At times, the Post reaches so far in its effort to discredit the President that the effect is somewhat bizarre. For example, Pincus says: “‘We’ve learned,’ Bush said in his speech, ‘that Iraq has trained al Qaeda members in bomb-making and poisons and deadly gases.’ But the president did not mention that when national security adviser Condoleezza Rice had referred the previous month to such training, she had said the source was al Qaeda captives.” Huh? This is laughable. Al Qaeda captives would obviously be the best possible source for this information.
President Bush’s Cincinnati speech is available in its entirety here. It is worth re-reading; there is hardly a word in it that has not been confirmed by subsequent events. For the record, here is what the President said about the possible connections between Iraq and terrorist groups:
“Over the years, Iraq has provided safe haven to terrorists such as Abu Nidal, whose terror organization carried out more than 90 terrorist attacks in 20 countries that killed or injured nearly 900 people, including 12 Americans.

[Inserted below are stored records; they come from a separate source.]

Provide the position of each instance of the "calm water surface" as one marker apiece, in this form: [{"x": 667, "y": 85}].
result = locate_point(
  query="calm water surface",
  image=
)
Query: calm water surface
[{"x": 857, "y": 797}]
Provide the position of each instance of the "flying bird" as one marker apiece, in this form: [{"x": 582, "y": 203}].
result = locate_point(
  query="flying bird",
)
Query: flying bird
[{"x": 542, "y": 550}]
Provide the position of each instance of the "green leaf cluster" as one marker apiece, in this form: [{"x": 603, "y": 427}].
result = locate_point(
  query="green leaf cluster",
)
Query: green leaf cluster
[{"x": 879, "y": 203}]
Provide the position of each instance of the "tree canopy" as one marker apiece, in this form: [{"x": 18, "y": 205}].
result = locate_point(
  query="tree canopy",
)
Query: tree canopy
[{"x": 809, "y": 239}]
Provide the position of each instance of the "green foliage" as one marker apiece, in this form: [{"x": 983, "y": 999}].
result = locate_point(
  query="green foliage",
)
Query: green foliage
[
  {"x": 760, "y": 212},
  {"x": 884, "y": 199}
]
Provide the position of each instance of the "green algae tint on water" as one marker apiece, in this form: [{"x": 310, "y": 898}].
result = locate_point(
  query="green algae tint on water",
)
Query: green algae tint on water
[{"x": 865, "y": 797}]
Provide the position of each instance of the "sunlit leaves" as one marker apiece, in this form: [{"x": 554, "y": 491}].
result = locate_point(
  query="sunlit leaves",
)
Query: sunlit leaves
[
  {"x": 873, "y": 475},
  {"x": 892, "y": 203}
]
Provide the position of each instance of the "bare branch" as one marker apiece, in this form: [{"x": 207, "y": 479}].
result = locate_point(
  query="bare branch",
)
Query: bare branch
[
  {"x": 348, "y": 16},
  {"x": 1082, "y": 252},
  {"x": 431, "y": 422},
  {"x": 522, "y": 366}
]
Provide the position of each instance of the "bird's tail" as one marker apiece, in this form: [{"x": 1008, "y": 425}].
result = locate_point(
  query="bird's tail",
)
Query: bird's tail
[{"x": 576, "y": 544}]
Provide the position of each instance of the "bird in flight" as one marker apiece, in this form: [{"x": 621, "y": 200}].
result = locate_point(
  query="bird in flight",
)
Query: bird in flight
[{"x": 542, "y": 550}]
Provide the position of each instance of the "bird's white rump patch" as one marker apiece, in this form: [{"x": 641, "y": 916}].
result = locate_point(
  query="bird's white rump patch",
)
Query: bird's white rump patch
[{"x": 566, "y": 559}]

Iraq has also provided safe haven to Abu Abbas, who was responsible for seizing the Achille Lauro and killing an American passenger. And we know that Iraq is continuing to finance terror and gives assistance to groups that use terrorism to undermine Middle East peace.
“We know that Iraq and the al Qaeda terrorist network share a common enemy — the United States of America. We know that Iraq and al Qaeda have had high-level contacts that go back a decade. Some al Qaeda leaders who fled Afghanistan went to Iraq. These include one very senior al Qaeda leader who received medical treatment in Baghdad this year, and who has been associated with planning for chemical and biological attacks. We’ve learned that Iraq has trained al Qaeda members in bomb-making and poisons and deadly gases. And we know that after September the 11th, Saddam Hussein’s regime gleefully celebrated the terrorist attacks on America.
“Iraq could decide on any given day to provide a biological or chemical weapon to a terrorist group or individual terrorists. Alliance with terrorists could allow the Iraqi regime to attack America without leaving any fingerprints.”
This is an excellent summary of the danger posed by Iraq; it is hard to see how a single sentence of it could even be deemed controversial. It is very well for the Washington Post to say that “the chance that the Iraqi leader would turn weapons over to al Qaeda was low.” President Bush does not have the luxury of dismissing such threats as “low probabilities.” Before September 11, the Washington Post would no doubt have assessed the probability of terrorists flying airplanes into the Pentagon and the World Trade Center as “low.” Given the dangers our country faces, it is hard to see the Democrats’ attacks on the Administration’s efforts to provide for our security as anything other than treacherous.